Zona di produzione – Provincia di Pesaro-Urbino.

Abbinamento

Ideale per profumare uova al burro, tagliatelle, risotti e insalate. I vini, preferibilmente aromatici, si devono abbinare al piatto che condisce.

In cottura perde parte del suo gusto e aroma; va dunque servito crudo, affettato a lamelle sottili con il tagliatartufi direttamente sui piatti da condire: uova al burro, risotti e tagliatelle, oltre che insalate, per esempio di porcini crudi.


Il tartufo bianco (Tuber magnatum) è presente in tutte le province del territorio marchigiano, ma i tuberi più pregiati provengono da Acqualagna e Sant’Angelo in Vado, nel Pesarese.
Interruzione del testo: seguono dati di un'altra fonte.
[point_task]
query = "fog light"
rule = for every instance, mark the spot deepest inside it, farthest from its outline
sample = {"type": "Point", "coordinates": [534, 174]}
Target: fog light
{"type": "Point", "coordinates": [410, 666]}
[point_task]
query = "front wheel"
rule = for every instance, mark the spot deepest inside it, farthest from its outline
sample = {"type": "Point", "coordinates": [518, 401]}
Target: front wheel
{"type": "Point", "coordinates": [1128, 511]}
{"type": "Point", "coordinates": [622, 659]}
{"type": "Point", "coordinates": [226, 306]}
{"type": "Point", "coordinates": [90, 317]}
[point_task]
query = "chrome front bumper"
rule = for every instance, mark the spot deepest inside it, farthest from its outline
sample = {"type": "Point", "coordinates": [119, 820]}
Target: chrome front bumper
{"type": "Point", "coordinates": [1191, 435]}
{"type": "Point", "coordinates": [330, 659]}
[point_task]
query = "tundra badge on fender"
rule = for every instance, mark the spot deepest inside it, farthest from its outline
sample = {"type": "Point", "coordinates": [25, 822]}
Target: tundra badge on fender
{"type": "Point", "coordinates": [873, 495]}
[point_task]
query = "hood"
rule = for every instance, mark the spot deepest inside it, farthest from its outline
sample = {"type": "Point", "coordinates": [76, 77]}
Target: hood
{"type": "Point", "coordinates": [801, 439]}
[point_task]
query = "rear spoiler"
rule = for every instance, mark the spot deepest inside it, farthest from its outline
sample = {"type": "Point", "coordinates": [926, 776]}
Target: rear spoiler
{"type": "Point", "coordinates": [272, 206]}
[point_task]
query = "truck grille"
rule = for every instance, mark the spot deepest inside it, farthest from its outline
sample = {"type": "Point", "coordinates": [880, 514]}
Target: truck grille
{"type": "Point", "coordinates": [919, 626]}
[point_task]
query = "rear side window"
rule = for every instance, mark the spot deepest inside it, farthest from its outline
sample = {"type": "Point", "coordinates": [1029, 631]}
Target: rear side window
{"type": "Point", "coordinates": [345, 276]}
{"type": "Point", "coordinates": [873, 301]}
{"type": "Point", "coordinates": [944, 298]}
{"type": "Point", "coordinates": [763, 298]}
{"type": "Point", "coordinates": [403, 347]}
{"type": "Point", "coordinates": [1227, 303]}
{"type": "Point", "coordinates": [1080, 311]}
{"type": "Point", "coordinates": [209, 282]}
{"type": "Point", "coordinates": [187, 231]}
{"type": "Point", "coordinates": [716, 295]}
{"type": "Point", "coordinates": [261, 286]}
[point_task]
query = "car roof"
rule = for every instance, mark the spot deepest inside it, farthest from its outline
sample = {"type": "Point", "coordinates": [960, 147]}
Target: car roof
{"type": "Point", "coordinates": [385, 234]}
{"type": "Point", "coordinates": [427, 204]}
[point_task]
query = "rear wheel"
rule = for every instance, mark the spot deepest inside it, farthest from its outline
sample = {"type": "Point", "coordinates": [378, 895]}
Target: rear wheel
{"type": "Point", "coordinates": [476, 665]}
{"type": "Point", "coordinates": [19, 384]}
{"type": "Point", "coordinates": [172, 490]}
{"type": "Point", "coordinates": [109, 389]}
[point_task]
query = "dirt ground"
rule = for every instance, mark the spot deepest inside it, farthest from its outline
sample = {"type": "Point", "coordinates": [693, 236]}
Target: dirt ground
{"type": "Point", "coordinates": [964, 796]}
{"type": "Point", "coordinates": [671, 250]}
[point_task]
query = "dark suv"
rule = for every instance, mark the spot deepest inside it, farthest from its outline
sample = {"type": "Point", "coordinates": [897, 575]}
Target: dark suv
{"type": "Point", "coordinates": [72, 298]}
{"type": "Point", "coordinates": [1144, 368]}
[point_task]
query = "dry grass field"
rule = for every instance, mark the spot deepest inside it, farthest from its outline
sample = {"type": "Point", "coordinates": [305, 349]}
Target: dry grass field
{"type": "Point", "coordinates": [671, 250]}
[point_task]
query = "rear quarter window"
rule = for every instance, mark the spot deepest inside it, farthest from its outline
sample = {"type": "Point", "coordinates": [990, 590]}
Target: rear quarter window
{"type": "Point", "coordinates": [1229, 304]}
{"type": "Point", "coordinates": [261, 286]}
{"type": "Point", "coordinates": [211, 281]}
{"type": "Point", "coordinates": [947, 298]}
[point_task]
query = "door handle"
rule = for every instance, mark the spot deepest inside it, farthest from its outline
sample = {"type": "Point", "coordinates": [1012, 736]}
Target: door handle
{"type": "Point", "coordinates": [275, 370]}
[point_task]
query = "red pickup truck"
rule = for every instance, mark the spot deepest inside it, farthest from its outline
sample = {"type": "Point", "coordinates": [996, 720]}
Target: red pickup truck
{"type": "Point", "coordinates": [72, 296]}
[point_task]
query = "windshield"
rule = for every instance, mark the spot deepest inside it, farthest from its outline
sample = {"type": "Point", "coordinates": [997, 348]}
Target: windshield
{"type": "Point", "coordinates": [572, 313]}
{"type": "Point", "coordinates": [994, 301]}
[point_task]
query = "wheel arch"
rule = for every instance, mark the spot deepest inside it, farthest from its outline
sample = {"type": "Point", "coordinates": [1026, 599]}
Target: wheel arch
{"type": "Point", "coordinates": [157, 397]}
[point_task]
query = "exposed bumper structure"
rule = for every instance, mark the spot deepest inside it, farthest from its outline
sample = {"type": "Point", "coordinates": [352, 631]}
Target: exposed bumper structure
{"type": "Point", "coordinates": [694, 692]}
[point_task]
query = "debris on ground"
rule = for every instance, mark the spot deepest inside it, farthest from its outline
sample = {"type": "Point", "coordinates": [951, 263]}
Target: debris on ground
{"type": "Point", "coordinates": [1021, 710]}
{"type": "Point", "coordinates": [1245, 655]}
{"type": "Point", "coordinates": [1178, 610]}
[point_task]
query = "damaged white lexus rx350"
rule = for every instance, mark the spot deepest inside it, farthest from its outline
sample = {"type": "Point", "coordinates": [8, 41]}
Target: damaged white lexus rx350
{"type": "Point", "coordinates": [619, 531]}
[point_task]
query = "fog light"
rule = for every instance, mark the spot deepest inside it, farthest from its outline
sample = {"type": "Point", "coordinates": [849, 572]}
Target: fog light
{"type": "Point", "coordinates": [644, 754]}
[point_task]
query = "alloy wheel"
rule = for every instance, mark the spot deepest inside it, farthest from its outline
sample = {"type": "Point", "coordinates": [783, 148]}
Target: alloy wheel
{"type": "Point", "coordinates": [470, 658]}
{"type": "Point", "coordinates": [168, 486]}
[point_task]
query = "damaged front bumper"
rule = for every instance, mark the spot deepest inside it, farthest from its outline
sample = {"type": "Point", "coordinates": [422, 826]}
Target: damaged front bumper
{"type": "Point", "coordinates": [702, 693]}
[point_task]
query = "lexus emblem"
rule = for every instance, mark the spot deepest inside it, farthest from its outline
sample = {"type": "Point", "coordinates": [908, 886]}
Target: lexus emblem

Li si può trovare da ottobre a dicembre; solo ad Acqualagna, tra dicembre e febbraio, si possono trovare anche i tartufi neri.

Presenta all’esterno colore chiaro, con sfumature tendenti al giallo, al nocciola pallido o al grigio.

Anche il suo interno è chiaro e ha tonalità rosa, beige o marrone con venature chiare e sottili.

L’odore è intenso, forte, gradevole, vagamente agliaceo; il suo sapore è al contempo intenso e delicato, il tartufo bianco può arrivare a pesare fino a 400 grammi, ma generalmente è di dimensioni piuttosto piccole.

Prima dell’utilizzo, i tartufi vanno puliti con una spazzolina e un panno di cotone.

Se conservati erroneamente si disidratano e perdono le loro caratteristiche aromatiche.